He's also credited with the current spelling of the name Jessica which is my favorite girl's name. A classic and elegant name that you can do a lot of different nicknames with.
Good work Shakespeare!
saint_of_thieves•
A podcast that I listen to, A Way With Words, often gets questions about slang terms. One of the things that comes up a lot is that they will cite the first use of the term \*in print\* but also stress that slang terms are often used for many years before appearing in print.
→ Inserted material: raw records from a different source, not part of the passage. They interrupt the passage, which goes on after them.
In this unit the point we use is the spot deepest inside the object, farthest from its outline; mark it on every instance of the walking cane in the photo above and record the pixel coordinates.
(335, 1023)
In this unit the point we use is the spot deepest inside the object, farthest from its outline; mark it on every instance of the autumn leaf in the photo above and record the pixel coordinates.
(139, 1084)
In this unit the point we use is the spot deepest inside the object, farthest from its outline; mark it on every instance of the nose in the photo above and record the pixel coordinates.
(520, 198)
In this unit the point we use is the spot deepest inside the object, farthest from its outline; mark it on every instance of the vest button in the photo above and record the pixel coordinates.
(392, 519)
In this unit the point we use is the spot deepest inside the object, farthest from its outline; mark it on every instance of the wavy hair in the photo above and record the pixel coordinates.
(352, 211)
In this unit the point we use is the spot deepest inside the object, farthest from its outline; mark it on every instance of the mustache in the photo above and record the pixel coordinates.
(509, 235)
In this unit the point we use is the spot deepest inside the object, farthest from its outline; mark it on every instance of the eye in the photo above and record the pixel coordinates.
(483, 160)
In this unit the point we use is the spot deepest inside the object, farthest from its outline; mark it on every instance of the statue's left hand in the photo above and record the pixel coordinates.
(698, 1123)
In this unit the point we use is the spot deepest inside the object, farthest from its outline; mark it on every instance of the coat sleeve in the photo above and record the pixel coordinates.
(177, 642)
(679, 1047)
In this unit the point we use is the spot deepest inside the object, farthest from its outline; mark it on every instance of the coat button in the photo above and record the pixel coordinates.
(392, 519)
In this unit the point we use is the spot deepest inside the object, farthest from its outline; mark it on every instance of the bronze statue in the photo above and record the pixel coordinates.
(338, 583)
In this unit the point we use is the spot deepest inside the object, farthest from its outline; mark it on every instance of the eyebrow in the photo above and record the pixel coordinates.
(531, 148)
Then you have the idea, that others have suggested, that the print has to survive. So, a word may have been spoken in the early 1500s. Used in print in the mid 1500s. And then by the time Shakespeare used the word in his plays in the late 1500s, it was already being used by everyday people. But those printings from the mid-1500s haven't survived as long as his plays.
n00bdragon•
He didn't invent (most of) them. He might not even have been the first to write them down, but his works are the earliest uses of those words *that still survive*.
Euphoric-Policy-284•
He invented about 600 words, not including compound words. He is the father of modern English.
http://elizabethandrama.org/shakespeare-invented-words-project/
StupidLemonEater•
That's not really true. Shakespeare's plays are just the first known written use of those words. It's almost certain that most of them were in common use before he used them in his plays, or even that they were written down before in works that have since been lost.
After all, if he put words that he invented into his plays, how would the audience know what they mean?